There is an old proverb that says “no good deed goes unpunished”. You’re settled into your job, and you’ve scored a few victories. Great! Your hard work and great results have resulted in an increase in the scope of your responsibilities. But you still only have a finite amount of time in the day. What do you do?
The pressures of increased scope of work can result in quite a bit of stress around what things to work on, when, and for how long. If you don’t master your workload now, you may wake up one day to realize that it has become your master. There are several aspects to planning your daily work, which we’ll break down into a series of installments here.
In this installment, we’ll cover something called the Pomodoro Technique. It’s actually super simple, and very helpful in building more realistic expectations about how you’ll spend your day.

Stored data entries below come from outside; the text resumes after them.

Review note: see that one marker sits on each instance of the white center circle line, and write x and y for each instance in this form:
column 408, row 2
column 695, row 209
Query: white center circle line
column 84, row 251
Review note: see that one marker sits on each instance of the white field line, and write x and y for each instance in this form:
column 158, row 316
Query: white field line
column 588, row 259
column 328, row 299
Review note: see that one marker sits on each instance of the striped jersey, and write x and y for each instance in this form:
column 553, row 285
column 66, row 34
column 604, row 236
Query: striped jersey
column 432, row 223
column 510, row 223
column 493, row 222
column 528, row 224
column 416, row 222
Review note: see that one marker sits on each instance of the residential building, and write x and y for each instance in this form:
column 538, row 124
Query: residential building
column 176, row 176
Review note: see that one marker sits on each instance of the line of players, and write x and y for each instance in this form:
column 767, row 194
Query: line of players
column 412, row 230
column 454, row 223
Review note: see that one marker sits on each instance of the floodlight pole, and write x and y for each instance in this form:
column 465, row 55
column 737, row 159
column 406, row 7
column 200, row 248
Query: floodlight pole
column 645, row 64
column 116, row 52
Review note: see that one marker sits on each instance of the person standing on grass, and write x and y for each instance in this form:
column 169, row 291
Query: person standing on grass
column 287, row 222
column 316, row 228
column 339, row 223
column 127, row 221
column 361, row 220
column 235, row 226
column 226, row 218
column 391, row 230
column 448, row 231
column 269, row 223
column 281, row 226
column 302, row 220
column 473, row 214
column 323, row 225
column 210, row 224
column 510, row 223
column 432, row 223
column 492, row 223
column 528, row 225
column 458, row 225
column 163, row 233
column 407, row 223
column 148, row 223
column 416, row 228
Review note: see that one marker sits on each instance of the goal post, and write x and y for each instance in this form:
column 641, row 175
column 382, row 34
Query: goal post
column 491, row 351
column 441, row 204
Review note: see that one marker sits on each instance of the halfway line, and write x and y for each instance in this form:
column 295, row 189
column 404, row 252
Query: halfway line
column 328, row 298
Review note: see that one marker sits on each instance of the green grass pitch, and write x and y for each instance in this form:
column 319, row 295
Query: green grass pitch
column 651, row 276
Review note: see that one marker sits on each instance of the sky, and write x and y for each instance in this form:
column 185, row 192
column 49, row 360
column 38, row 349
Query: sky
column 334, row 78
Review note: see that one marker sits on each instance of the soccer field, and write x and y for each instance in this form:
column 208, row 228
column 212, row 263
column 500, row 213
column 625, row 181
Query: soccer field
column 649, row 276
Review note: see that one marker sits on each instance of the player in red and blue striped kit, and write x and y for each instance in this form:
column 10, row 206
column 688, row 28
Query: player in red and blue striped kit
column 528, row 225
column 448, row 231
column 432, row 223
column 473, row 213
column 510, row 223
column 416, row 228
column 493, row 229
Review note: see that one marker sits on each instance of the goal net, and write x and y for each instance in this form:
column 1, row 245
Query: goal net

There’s a lot of appeal in this technique for many autistic professionals because it requires establishing some boundaries on both the time spent on a problem and the scope of work to know when you’ve completed your work. How many of us have gone down a two day rabbit hole to solve a half hour problem? Pomodoro helps to contain that. The idea is that you keep an egg timer handy, and you break down your work into twenty-five minute long sessions followed by short (five minute) breaks. After every four sessions (about two hours), you take a longer fifteen to thirty minute break. All of your work has to be decomposed into twenty-five minute long sessions. In this technique, a session is sometimes referred to as a pomodoro.
Running the timer for short periods helps to fight procrastination or delay of task initiation. As my wife likes to say, I sometimes get stuck in a sort of Chinese finger trap in my brain when thinking about big problems to solve. Turning those big problems into small problems, and giving yourself a short window of time within which to solve those problems, can really help to combat some of the common challenges that autistic professionals face.
What do I need to get started? It couldn’t be simpler:
- a common kitchen timer
- paper and a pen or pencil
That’s it! You write down your pomodoro plan on the paper in a way that makes sense for you and keep track of your progress as you go. The timer will apply the gentle psychological pressure needed to stay on-task and within your time budget.
What do I do if I get distracted? Make note of it on your pomodoro plan. If this becomes a common problem, you’ll have a log of it and can more objectively address the problem.
What happens if I finish a pomodoro early? Don’t start the next one yet! Spend your remaining minutes learning more about what you worked on, perhaps taking some notes on lessons learned. You’ll have a break coming up soon, anyway.
What happens if I don’t finish a pomodoro on time? Make note of it on your plan. You’ll learn from this later when budgeting time and tasks. Take your regular break when it comes up, and be ready to jump back into the work for a second pomodoro session. You’re very likely going to have to bump one of your later day pomodoros to the next day.
All of those notes you took should come in handy when you go to your status meeting. You’ll be able to speak effectively about what you’ve gotten done, and what you plan to do. And as you go, you’ll get better at creating effective pomodoro plans and decomposing your work load to fit within the pomodoro sessions. Don’t expect immediate success; plan on giving this a good week to two weeks before reflecting on whether or not this is a good technique for you. May success be yours!